Há alguns que ainda tentam estabelecer uma estrutura organização mais desenvolvida e diversificada a fim de ampliar os pontos de saída para as universidades que a mantêm estabilizadas como devem. Assim, discorre-se sobre a alta cultura, que é uma cultura-sujeito, e a cultura popular, que é uma cultura-objeto, objeto das ciências, da etnologia, do folclore, da antropologia cultural, ligeiramente transformadas em ciências universitárias. A tentativa do tratamento “democrático” das universidades causou uma explosão universitária, a alteração significativa da composição de classe do corpo estudantil, que se transformou numa classe pouco valorizada, por parte, e a ampliação dos quadros de docentes e investigadores possibilitaram a massificação das universidades e com ela, a vertigem da distribuição em massa da alta cultura universitária.

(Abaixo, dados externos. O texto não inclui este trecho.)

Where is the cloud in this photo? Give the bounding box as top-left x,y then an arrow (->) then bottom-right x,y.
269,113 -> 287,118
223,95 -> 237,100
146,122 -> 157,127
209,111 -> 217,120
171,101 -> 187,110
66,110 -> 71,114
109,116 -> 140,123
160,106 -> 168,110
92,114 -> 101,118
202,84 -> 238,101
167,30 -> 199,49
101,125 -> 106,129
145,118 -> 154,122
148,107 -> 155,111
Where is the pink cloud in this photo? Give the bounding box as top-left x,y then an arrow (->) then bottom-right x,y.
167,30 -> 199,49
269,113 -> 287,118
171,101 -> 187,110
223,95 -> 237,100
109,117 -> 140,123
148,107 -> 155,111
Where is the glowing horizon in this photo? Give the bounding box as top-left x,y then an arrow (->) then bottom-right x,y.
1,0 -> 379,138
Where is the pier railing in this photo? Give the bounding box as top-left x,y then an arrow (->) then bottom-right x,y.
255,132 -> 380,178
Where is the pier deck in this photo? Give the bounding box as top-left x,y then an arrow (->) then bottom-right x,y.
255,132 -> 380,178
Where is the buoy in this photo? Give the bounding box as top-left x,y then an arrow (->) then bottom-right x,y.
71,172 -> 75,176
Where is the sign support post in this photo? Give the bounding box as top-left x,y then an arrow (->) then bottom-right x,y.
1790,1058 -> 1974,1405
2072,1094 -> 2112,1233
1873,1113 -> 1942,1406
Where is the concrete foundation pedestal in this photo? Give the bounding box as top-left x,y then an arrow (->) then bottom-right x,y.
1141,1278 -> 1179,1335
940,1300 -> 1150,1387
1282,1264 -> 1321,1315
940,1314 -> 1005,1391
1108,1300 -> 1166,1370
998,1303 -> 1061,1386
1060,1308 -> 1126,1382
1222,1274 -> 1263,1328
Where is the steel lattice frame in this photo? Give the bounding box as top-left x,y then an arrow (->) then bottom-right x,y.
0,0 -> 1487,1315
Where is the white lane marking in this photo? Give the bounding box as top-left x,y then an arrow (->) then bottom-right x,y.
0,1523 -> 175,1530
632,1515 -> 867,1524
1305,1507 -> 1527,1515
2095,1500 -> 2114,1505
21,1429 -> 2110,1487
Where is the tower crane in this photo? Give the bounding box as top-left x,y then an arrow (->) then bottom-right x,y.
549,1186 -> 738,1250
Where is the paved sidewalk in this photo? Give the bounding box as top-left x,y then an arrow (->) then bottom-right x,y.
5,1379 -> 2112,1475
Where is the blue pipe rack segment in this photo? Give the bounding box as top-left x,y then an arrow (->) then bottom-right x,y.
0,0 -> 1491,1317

Outro tópico importante, que é a relação educação-trabalho, pondera sobre a dicotomia da relação entre educação e trabalho. É comprometimento de as universidades realizarem um trabalho intelectual qualificado, produto de uma formação profissional contemplada e implicando no oferecimento de uma correspondência estável ao mercado de trabalho, para fundir-se num processo produtivo ao qual o universitário se adapte. Apesar disso, é evidente que hoje as universidades não conseguem conter o controle da educação profissional, já que ocorreu uma massificação da quantidade dessas instituições que não produzem um trabalho rígido e que ofereça perfis profissionais qualificados. É de praxe toda universidade indicar que está de acordo com as normas exigidas através de dados. Entretanto, é notório que na prática esses dados são enganosos no que diz respeito ao desenvolvimento tecnológico, à transformação da ciência, enfoca produção, e das competitividades internacionais das economias, tópicos que não estão sendo realizados de acordo com base cientificamente fundados e sérios.
Pode-se afirmar ainda que a participação ativa da universidade perante a sociedade tem-se mostrado improdutivo, haja vista dois problemas de alto grau que são enfrentados pela instituição: a natureza da investigação básica e as virtualidades e limites da sociedade. O primeiro problema diz respeito ao aumento dos custos e a conversão progressiva da ciência em força produtiva que acabou por pôr em causa a própria validade da distinção entre a investigação básica e aplicada. Aplica-se ao fato de que as grandes empresas multinacionais abriram as suas próprias instituições universitárias e ao fato de que o Estado priorizou os incentivos fiscais às universidades e centros de maior rigidez nas investigações científicas e produtividades. A universidade se relaciona com a sociedade com uma incomensurável responsabilidade social perante os problemas do mundo contemporâneo. Não obstante, é raro essa obrigação ser cumprida e, por isso, as universidades são criticadas por não mobilizarem o conhecimento cientifico a favor dos problemas sociais.
A supremacia dessa universidade deve ser constituída pela validade da mesma e, portanto, da concordância consensual da sua essência institucional. Entretanto, vários fatores levaram a crise de sua legitimidade, devido à intensa separação entre as classes presentes na educação de ensino superior e na alta cultura, fatores que se mostraram visíveis socialmente. Este colapso institucional relaciona-se a falta de autonomia da universidade, devido a dois fatores problemáticos: a crise do Estado-Providência e a desaceleração da produtividade. O primeiro fator define-se porque o Estado tem passado de produtor de bens e serviços (escolas, por exemplo) para a de comprador de bens e serviços produzidos no setor privado. O segundo fator relaciona-se aos cortes que tendem a universidade a procurar meios alternativos de financiamento que dificulta a aparência adequada da autonomia da universidade e a sua responsabilidade social.
A hegemonia da universidade e a crise de sua legitimidade, ligadas aos fatores já argumentados, causaram a esta instituição uma avaliação de desempenho funcional que ocasionou estranheza e até hostilidade. Isso fez com que a universidade perdesse a sua centralização perante a sociedade. Por sua vez, a avaliação de desempenho funcional das universidades tem ocorrido com enormes dificuldades devido a três problemas principais: a definição do produto universitário, os critérios da avaliação e a titularidade da avaliação. E, sem estes, teríamos um quadro bem diferente se as universidades tivessem mais autonomia a fim de multiplicar os conhecimentos científicos beneficiando a sociedade com a massificação dos poderes hierárquicos e realizar a ascensão dos indivíduos. Um dos fatores mais plausíveis que se podem considerar como motivos da ocorrência desta situação é a perda de poder político e social para impor condições que garantam uma avaliação equilibrada e despreconceituosa do seu desempenho.